Question: Should the government delay the digital television transition? 

The current deadline is February 17, 2009. The new administration is concerned about disenfranchising people who rely on over-the-air television.

My answer:

As of today, January 15, 2009, about a month before the DTV conversion, whether or not government should introduce delay in it, is a relevant question.

FCC Commissioner Michael J. Copps spoke on Tuesday December 2, 2008 at Marquette University, an urban setting, in Milwaukee, Wisconsin. After twenty minutes of information and demonstration, his town hall meeting was open to the audience for questions. They were tough. A few of the questions they asked were: Why is the government doing this?  How long will converter boxes work?  Will the government be able to listen in on my home?

What became apparent to me was that many people impacted by the over-the-air broadcasting changes are under informed, need more education and at the same time are capable of understanding more technical and sophisticated information that the current massive effort provides.

Commissioner Copps was apologetic. He admitted there wasn't enough time and that many people subject to the change are not ready.  He warned that the DTV converter box coupon program was running out of money.  He said that the community needs to become more involved in the education process. We sensed his frustration.

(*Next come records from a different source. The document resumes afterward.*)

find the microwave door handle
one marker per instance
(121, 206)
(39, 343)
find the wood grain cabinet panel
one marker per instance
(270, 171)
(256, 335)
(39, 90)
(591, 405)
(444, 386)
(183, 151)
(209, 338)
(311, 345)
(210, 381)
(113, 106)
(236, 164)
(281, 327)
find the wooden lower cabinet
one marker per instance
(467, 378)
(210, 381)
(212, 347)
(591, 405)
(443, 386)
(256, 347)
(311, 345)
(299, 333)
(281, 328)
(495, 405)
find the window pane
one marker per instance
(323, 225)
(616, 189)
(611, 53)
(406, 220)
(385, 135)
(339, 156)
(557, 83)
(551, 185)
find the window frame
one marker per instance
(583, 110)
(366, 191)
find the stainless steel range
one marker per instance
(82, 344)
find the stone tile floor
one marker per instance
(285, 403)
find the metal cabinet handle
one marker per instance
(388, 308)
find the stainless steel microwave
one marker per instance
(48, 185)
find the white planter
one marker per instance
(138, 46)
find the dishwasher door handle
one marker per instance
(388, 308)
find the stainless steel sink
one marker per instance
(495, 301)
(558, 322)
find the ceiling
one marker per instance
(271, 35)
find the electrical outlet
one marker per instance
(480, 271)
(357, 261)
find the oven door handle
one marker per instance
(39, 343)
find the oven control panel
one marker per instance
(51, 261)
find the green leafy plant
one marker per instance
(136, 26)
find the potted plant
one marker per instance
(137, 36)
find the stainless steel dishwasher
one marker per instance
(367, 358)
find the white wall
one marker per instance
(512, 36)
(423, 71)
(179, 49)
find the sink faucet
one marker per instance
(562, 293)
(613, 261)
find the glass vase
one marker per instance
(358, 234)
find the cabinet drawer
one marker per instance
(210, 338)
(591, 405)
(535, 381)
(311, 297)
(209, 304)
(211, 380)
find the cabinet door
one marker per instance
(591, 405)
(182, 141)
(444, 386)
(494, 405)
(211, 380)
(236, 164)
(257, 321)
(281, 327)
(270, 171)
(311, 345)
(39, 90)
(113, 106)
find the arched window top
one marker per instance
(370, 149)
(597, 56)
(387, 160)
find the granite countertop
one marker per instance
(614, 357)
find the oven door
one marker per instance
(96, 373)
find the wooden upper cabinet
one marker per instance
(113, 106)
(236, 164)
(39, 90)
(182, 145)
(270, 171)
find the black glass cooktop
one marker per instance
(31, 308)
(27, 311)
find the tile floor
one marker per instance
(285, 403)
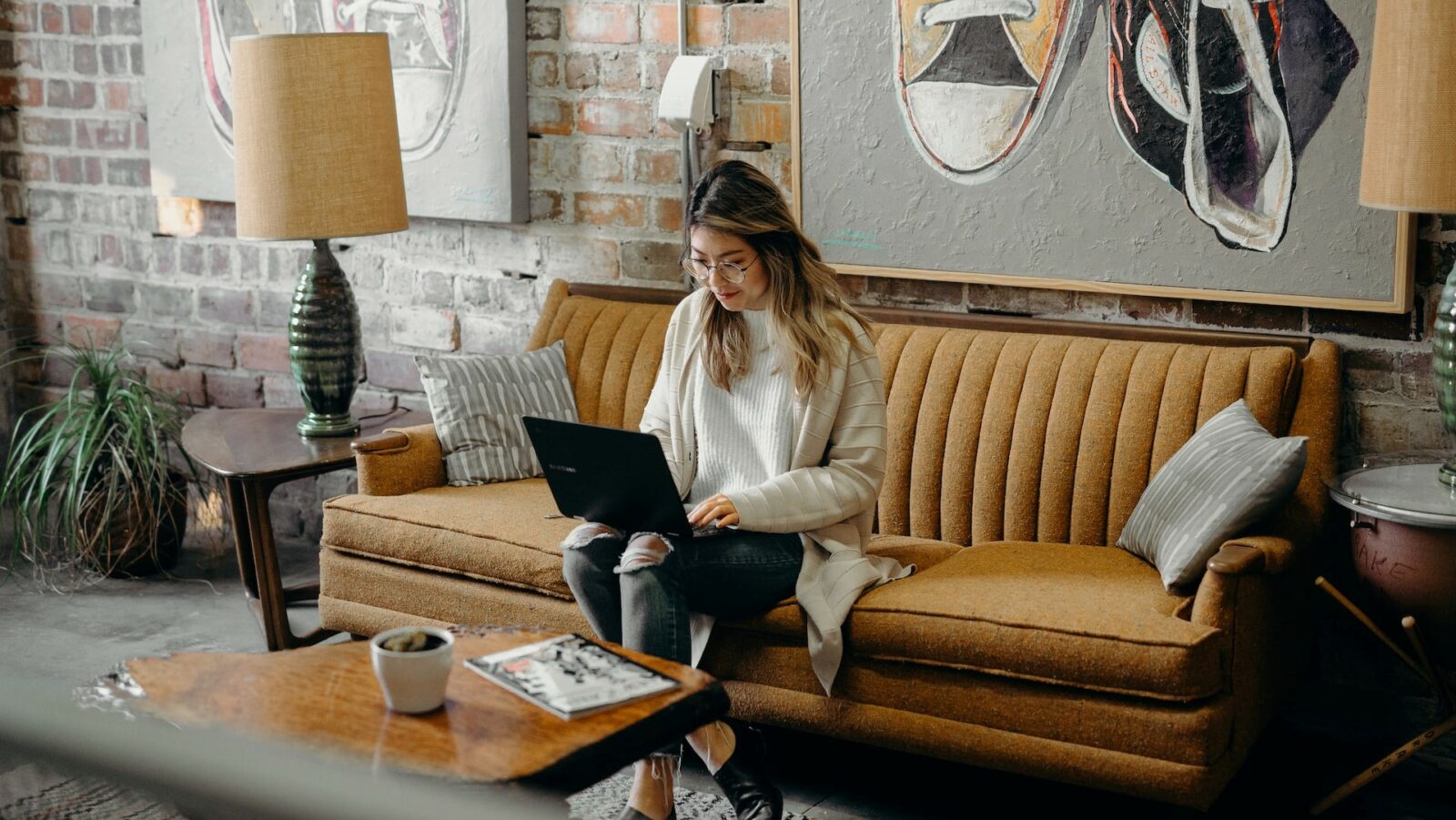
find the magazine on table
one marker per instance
(570, 676)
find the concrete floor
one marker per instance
(69, 640)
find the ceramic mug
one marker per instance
(412, 682)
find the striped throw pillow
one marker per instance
(1222, 481)
(478, 404)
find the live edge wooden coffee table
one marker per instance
(327, 696)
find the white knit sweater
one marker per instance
(829, 492)
(744, 433)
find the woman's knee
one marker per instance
(590, 551)
(645, 550)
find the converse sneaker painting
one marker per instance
(977, 77)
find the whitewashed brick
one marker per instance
(427, 328)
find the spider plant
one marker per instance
(92, 480)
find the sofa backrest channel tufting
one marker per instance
(1014, 430)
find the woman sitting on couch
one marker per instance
(771, 411)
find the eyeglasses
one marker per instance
(727, 269)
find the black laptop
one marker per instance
(611, 475)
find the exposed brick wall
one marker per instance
(84, 257)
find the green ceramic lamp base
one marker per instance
(324, 426)
(324, 346)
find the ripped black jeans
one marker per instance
(638, 589)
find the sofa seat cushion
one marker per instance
(1087, 616)
(1194, 733)
(786, 619)
(495, 531)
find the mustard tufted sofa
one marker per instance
(1024, 643)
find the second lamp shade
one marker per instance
(317, 137)
(1410, 149)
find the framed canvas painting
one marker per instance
(459, 94)
(1205, 149)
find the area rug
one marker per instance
(606, 800)
(33, 793)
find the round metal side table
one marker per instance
(1402, 538)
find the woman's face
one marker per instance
(713, 248)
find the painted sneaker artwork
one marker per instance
(1215, 96)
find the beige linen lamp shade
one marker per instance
(1410, 145)
(317, 137)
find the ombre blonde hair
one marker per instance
(807, 306)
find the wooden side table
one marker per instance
(1402, 524)
(254, 450)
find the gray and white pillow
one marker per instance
(478, 404)
(1223, 480)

On December 23, 2008 the Congress passed the DTV Nightlight Act. This action indicates that lawmakers sense the public is not ready. The late hour timing of the law shows it is a stopgap measure. There are many reasons a station need not participate. In many of the larger designated market areas (DMAs) where the bulk of the stations return to their pre-transition analog channels, there's little possibility of nightlight transmissions. There is a tradeoff between keeping viewers and the unanticipated and unplanned for costs of providing nightlight service. 

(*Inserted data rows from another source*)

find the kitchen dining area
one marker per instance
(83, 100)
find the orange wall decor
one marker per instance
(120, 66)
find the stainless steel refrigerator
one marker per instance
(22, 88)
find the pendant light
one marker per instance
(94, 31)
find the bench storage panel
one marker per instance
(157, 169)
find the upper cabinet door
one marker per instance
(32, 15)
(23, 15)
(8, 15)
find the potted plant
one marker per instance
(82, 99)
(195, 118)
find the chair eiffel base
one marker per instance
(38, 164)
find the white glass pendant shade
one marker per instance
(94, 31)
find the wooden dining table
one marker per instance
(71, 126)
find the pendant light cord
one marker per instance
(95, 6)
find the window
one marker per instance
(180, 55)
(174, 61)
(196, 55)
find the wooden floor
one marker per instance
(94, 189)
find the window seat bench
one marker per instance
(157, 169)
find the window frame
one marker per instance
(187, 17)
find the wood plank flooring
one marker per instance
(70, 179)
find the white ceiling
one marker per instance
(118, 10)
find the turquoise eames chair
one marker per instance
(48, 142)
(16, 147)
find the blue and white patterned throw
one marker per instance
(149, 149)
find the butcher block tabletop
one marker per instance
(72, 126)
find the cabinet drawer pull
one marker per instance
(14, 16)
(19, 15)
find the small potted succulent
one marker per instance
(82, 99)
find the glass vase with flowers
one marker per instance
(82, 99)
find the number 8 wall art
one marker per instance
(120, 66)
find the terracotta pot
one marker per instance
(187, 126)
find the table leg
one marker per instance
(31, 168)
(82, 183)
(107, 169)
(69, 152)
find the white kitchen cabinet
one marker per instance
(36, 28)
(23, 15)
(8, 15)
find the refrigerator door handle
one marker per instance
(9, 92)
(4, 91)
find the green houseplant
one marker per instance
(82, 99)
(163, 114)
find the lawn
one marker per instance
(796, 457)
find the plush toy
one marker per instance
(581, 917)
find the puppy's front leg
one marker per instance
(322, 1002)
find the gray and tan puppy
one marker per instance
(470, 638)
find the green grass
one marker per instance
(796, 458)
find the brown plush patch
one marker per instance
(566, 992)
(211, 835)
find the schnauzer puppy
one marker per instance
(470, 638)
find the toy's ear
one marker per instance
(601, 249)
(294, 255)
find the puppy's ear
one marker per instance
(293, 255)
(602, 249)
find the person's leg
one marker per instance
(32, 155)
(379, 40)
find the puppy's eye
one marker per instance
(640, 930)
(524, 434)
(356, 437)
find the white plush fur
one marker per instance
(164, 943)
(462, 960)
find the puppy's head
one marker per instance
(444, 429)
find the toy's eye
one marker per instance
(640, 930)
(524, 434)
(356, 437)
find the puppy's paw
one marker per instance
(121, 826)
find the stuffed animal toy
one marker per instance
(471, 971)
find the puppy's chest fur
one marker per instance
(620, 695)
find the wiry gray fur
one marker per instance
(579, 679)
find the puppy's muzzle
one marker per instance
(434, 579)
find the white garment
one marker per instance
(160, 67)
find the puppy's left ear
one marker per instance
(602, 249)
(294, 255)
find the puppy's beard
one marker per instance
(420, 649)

A delay of all full power stations' conversion beyond February 17, 2009, most likely would be un-funded but mandated. 

In the latest issue of IEEE Broadcast Technology Society Newsletter a writer points out FCC's lack of focus on DTV transition. That's another indicator.

Also in the news we read about the growing waitlist of converter coupon requests. Funding, as predicted, has run out.  Coupons are no longer being issued.

I have been impressed by DTV successes, the creation and acceptance of complex standards, the devising of innovative compression techniques, and the considerable effort of stations and the TV industry to move to digital from analog. And while there has been substantive work on educating the public, it seems there is a need for more.

I have a project management background; where one's job can be on the line to make schedule.  However, astute executives know a project headed for customer failure should be given additional time and resources to succeed.

I believe success is possible.

The primary component of new effort is to revisit and redo some education tasks. Deborah McAdams' editorial column in the December issue of the trade periodical Television Broadcast covers some points that should be part of the general public's knowledge of DTV.  Its history back to President Reagan's times and what will become of the freed up broadcast spectrum are two examples. What the public might also benefit from is learning the differences between analog and digital: a digital signal is a more productive use of spectrum and spectrum is a limited and valuable resource.

The second component of additional effort should be teeth behind Commissioner Copps' rationale for the conversion.  He stated that during the Hurricane Katrina rescue and clean-up period, multiple public safety agencies could not communicate because of diverse radio equipment.  He said the freed up spectrum space will allow those agencies to use new technologies and equipment to communicate with each other. What he did not say was how it would be done or paid for. I am unaware of any plans or laws in place that address this work

Commissioner Copps also did not say that there would be other commercial users, of that same freed up spectrum. I think it's okay to be open about that.  It should not come as a surprise.  After all, we live in a capitalist nation.  

Funding of the converter coupon program is another needed component.

As much as we would all like to be done or at least into a next phase of DTV on February 17, I believe with additional key tasks like the ones I have identified, that are funded and tasked, a government delay of relatively short and known duration is appropriate.